11.2. WhiteMobi can terminate any IO by giving three (3) business days prior notice in writing to Affiliate. Affiliate shall stop the service immediately after the receipt of the WhiteMobi notice, after that day the fee shall not be calculated.

11.3. WhiteMobi will be entitled to terminate this Agreement without notice immediately upon breach of any of the provision of the Agreement or of the IO committed by the Affiliate and such breach not being cured within thirty (15) days from the receipt of written notice of such breach.

11.4. Upon termination of this Agreement for any reason, any and all licenses and rights granted to Affiliate in connection with this Agreement shall be immediately ceased and terminated. Upon termination of this Agreement, Affiliate will: (i) immediately terminate all use of and delete all Links and intellectual property which provided by WhiteMobi. (ii) immediately cease to use, and remove from the Affiliate’s websites, any and all campaigns and/or related materials made available to Affiliate in connection with Affiliate’s participation in the Services ; and (iii) immediately discontinue the use of the Site Service and any Site Data.

 

12. JURISDICTION AND VENUE

This Agreement shall be governed by and construed in accordance with the laws of the Cyprus, without giving effect to principles of conflicts of law. Any dispute hereunder will be negotiated in good faith between the parties within 45 days commencing upon written notice from one party to the other. If any dispute cannot be resolved by negotiation, then any Party may submit the dispute to arbitration by arbitrators which shall be conducted in accordance with its arbitration rules in effect at the time of applying for arbitration.

 

13. NOTICE

Any notice to be given hereunder shall be in writing and shall be transmitted by facsimile or email or sent by express airmail, and shall be deemed given when transmitted by facsimile, the day of such facsimile to transmitted, or if sent by mail or email when received, to the parties at the addresses specified at the IO of this Agreement.

 

 

14. MISCELLANEOUS

14.1. The waiver of any breach or default of this Agreement will not constitute a waiver of any subsequent breach or default, and will not act to amend or negate the rights of the waiving party.

14.2. Amendments. WhiteMobi may amend this Agreement at any time by posting a notice on its website or through the Services, or by sending Affiliate a notice via email or postal mail. Affiliate’s continued use of the Services following such notification constitutes Affiliate’s acceptance of the terms and conditions of this Agreement as modified.

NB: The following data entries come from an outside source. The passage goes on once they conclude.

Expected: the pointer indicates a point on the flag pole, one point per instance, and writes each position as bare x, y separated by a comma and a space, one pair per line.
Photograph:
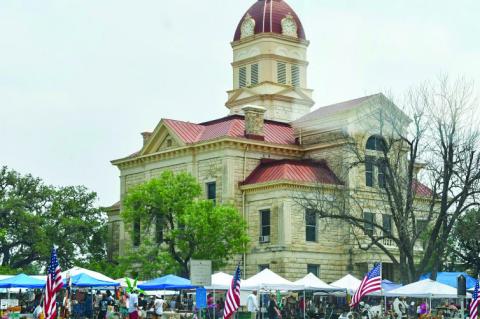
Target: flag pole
381, 289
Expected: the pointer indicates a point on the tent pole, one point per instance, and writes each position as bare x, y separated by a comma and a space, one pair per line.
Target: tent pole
91, 292
304, 301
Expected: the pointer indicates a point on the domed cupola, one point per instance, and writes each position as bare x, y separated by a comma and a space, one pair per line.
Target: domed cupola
270, 63
270, 16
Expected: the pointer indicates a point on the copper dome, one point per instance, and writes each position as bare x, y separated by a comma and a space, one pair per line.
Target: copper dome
268, 15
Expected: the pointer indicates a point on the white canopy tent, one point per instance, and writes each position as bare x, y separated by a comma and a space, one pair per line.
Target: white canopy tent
268, 280
312, 282
221, 281
426, 288
79, 270
348, 282
123, 282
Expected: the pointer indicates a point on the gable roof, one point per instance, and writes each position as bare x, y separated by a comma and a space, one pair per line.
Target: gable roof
230, 126
337, 107
303, 171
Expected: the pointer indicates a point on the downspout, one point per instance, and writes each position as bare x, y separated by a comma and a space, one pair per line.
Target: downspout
244, 211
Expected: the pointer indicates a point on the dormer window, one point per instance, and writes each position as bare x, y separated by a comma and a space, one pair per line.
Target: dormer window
289, 26
376, 143
281, 72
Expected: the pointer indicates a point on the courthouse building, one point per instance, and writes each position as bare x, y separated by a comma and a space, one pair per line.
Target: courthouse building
270, 145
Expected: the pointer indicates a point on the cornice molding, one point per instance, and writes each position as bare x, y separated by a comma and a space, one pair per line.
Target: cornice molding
269, 56
222, 143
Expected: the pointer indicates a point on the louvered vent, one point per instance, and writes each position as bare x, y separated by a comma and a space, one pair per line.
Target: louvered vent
281, 73
254, 74
295, 76
242, 78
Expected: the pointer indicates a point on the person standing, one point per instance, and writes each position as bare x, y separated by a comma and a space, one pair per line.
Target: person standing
103, 307
158, 306
273, 311
252, 304
133, 305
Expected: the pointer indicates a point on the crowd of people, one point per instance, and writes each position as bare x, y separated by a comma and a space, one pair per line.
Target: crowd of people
120, 304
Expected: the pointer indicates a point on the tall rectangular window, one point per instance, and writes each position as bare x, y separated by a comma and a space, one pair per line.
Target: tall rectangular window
310, 226
368, 223
136, 233
314, 269
254, 74
295, 76
369, 170
381, 173
212, 191
242, 77
388, 272
387, 224
265, 226
421, 225
159, 230
263, 266
281, 73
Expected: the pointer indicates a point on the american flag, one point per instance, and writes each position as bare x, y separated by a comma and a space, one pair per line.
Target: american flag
54, 284
474, 303
372, 282
232, 301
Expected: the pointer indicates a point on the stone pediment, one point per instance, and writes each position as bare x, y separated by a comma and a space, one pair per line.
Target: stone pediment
162, 138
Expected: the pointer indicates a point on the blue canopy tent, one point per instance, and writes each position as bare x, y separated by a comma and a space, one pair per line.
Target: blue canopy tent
22, 281
84, 280
168, 282
450, 278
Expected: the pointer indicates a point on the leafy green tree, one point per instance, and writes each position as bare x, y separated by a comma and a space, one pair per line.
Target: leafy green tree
176, 226
35, 216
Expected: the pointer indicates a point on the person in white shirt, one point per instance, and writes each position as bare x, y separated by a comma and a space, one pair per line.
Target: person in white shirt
158, 306
133, 305
252, 304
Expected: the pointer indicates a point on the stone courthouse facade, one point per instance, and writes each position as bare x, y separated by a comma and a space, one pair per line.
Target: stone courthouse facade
269, 147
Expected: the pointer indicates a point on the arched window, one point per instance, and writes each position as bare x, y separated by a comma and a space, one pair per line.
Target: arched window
376, 143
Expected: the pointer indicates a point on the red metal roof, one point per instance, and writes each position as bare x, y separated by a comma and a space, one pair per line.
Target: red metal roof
268, 15
230, 126
305, 171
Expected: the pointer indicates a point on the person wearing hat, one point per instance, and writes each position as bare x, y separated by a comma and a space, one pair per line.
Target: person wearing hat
158, 306
133, 304
252, 304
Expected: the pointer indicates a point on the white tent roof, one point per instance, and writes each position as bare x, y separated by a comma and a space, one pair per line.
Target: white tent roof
221, 281
78, 270
347, 282
312, 282
123, 282
426, 288
268, 280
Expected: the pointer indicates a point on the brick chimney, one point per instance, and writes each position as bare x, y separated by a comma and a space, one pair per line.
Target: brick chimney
254, 121
146, 136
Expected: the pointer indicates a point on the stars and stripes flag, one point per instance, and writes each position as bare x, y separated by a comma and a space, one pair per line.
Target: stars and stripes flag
370, 283
232, 301
54, 284
474, 303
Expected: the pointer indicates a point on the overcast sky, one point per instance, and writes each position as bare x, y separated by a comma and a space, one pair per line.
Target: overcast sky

Any notices under this Agreement shall be emailed to [email protected].

14.3. During the term of this Agreement, and for a period of one year thereafter, Affiliate will not participate in any performance based advertising relationship with any advertiser whose advertisements are or were posted on the WhiteMobi Site, unless a previously existing business relationship between advertiser and Affiliate can be demonstrated to WhiteMobi of the reasonable.

14.4. The Affiliate shall not, without the prior written consent of WhiteMobi, assign, transfer or subcontract all or any of its rights or obligations under the Agreement.